Когда торговать еще не начали, а только потчевали шампанским, сбивались они в группки, или демонстративно друг друга обходили, косясь и позируя. Вначале рассматривал брючную брюнетку, черноглазую, во всякой мелочи выверенную. Потом блондинку, не столь тщательно одетую, но вызвавшую в этом небольшом зале наибольший ропот: она принялась показывать свой номер на картонке почти сразу после начала торгов, а к концу их, минут, эдак, через 20, стала владелицей трех или четырех фотографий Парижа (интересных, на мой дилетантский вкус, ракурсами, а вот ценности не слишком отчетливой). Брюнетка, косясь на блондинку, тоже поднимала свой номерок, на что-то претендуя, но купила ли что я, правда, не понял — мне было просто интересно следить за этим действом, где желания, жажды и вражды выложены настолько отчетливо — как на серебряном блюде. И круглолицая подружка блондинки, явно смущаясь, тянула руку с картонкой; и другая подружка, постарше, с губами в неснимаемом поцелуе, тоже интересовалась искусствами, попинывая носками туфель сумочку из кожи лилового страуса.

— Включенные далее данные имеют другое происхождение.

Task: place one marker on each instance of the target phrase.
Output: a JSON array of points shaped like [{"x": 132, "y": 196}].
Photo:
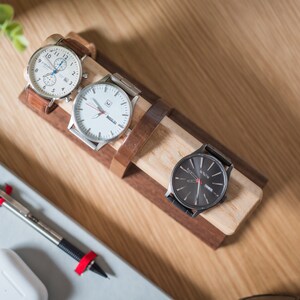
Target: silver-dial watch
[
  {"x": 102, "y": 111},
  {"x": 55, "y": 71}
]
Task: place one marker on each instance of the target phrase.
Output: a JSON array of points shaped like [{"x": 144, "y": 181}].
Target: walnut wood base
[{"x": 138, "y": 179}]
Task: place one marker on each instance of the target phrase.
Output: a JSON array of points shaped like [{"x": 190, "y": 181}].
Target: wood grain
[
  {"x": 232, "y": 67},
  {"x": 168, "y": 144}
]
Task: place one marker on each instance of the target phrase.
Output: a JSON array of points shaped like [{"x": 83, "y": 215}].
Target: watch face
[
  {"x": 199, "y": 181},
  {"x": 54, "y": 71},
  {"x": 102, "y": 111}
]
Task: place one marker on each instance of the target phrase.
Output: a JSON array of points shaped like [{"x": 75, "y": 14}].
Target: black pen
[{"x": 23, "y": 213}]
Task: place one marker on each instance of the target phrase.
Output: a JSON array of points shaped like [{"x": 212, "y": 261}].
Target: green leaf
[
  {"x": 20, "y": 42},
  {"x": 6, "y": 13},
  {"x": 13, "y": 29}
]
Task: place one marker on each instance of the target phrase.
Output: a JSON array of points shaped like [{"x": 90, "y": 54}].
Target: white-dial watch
[
  {"x": 55, "y": 71},
  {"x": 102, "y": 111}
]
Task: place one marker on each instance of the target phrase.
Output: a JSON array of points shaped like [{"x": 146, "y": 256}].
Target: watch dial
[
  {"x": 102, "y": 111},
  {"x": 54, "y": 71},
  {"x": 199, "y": 181}
]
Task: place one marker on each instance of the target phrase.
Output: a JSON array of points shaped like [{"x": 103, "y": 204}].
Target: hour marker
[
  {"x": 179, "y": 189},
  {"x": 208, "y": 188},
  {"x": 211, "y": 165},
  {"x": 187, "y": 196},
  {"x": 181, "y": 167},
  {"x": 216, "y": 174},
  {"x": 191, "y": 161},
  {"x": 206, "y": 199}
]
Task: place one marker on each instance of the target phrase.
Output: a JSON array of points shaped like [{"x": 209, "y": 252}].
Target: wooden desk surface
[{"x": 233, "y": 67}]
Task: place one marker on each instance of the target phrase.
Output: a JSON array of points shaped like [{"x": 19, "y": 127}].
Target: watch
[
  {"x": 199, "y": 181},
  {"x": 102, "y": 111},
  {"x": 55, "y": 71}
]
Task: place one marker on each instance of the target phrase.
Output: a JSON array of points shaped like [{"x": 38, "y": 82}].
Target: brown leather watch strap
[
  {"x": 77, "y": 47},
  {"x": 138, "y": 137},
  {"x": 38, "y": 103}
]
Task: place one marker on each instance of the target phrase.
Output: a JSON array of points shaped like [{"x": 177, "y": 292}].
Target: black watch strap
[
  {"x": 218, "y": 154},
  {"x": 180, "y": 206}
]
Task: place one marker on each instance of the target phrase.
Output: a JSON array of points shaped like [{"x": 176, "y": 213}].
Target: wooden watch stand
[{"x": 159, "y": 138}]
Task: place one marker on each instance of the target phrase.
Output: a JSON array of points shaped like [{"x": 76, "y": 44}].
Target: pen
[{"x": 23, "y": 213}]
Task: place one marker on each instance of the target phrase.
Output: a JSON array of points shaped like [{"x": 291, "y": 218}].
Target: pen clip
[{"x": 14, "y": 204}]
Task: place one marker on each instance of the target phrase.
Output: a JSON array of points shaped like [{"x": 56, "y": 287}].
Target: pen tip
[{"x": 95, "y": 268}]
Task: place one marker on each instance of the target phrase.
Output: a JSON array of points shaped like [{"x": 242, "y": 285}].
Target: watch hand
[
  {"x": 93, "y": 107},
  {"x": 97, "y": 115},
  {"x": 111, "y": 119},
  {"x": 191, "y": 173},
  {"x": 47, "y": 66},
  {"x": 55, "y": 71},
  {"x": 191, "y": 180},
  {"x": 198, "y": 190},
  {"x": 98, "y": 105},
  {"x": 50, "y": 62}
]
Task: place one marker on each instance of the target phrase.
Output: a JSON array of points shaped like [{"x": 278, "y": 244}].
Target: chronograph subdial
[
  {"x": 49, "y": 79},
  {"x": 60, "y": 64}
]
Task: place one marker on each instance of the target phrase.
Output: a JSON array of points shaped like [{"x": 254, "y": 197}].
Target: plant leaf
[
  {"x": 6, "y": 13},
  {"x": 20, "y": 42},
  {"x": 13, "y": 29}
]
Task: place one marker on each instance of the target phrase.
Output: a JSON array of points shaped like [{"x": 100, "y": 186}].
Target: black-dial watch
[{"x": 199, "y": 181}]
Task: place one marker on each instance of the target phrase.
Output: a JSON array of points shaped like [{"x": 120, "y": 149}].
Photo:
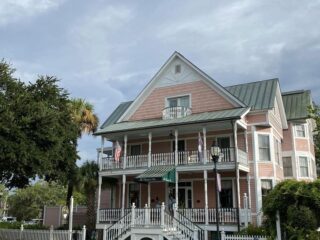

— Шампанского им, шампанского! — громко и несколько жестко выкрикнул один клетчатый господин, в аукционе участия не принимавший, стоявший позади стульев.
От напитков девы отказались. Моих ожиданий тоже не оправдали. Я все гадал, кому же из них достанется дивная фотография, которую, будь у меня свободные тысячи, наверное, купил бы: лицо девочки не то из 1920-х, не то стилизованной под то желтовато-белое время, в увесистой рамке из золоченой фольги, глядящей в упор, строго, немного пугающе; лицо-то раскрашено, и бусы есть, а ведь еще ребенок…
Фотографию кто-то другой приобрел, а смутных москвичек больше парижская уличная жизнь интересовала — эйфелевы башни, голуби, тротуары…
МАТЕРИАЛЬНАЯ ДЕВУШКА
Девушка она не просто хозяйственная. Она — материальная.
У нее есть муж, с которым она воспитывает ребенка. У нее есть мужчина, который, увлекая время от времени в подсобку, скрашивает скучные офисные часы. У нее есть человек, который возит ее в отпуск. А с недавних пор появился у моей приятельницы объект романтической страсти — она влюблена, они пишут друг другу полные страсти письма.
— Сколько ей лет? Скажи, сколько ей лет, этой жирной жопе? — певуче говорила она, показывая фотографии дебелой блондинки в тесном розовом бикини на каком-то сайте в Интернете.
Блондинка приходится ее романтической страсти женой, у них детей трое.
— Она на восемь лет меня младше, ей еще тридцати нет, и такая жопа! — говорила приятельница, по имени, например, Зина.
Муж блондинки младше Зины на три года, что отчасти объясняет подловатое желание Зины выставить на смех тетку-рогоносицу.
В свои сорок Зина на них и выглядит, что, в общем-то, можно назвать поблажкой природы: обычно чернявые, цыганистые женщины кажутся старше своих лет. Красивой я бы ее не назвал. Фигура — тоже, так себе, приземиста и полновата. Одежду она предпочитает демонстративно удобную.
Романтический мужчина выглядит ее ровесником, или даже старше — он шкафообразен, мордат, а с лица его, если судить по фотографиям, никогда не исчезает гримаса «ща-как-врежу».
Зина — мое новейшее московское обретение. Уезжал я, можно сказать, вчерашним студентом, девушки мне были близки, скорее, фейные — которые о вещном и вещественном, может, и думали, но редко вслух. За десять лет моей заграничной жизни многое изменилось. Например, «девушками» в России стали звать всех, кто не старухи — став синонимом фертильности, это обозначение не указывает ни на предполагаемое целомудрие, ни на семейный статус, тоже гипотетический. Так что, называя сорокалетнюю Зину «материальной девушкой», я против истины не грешу.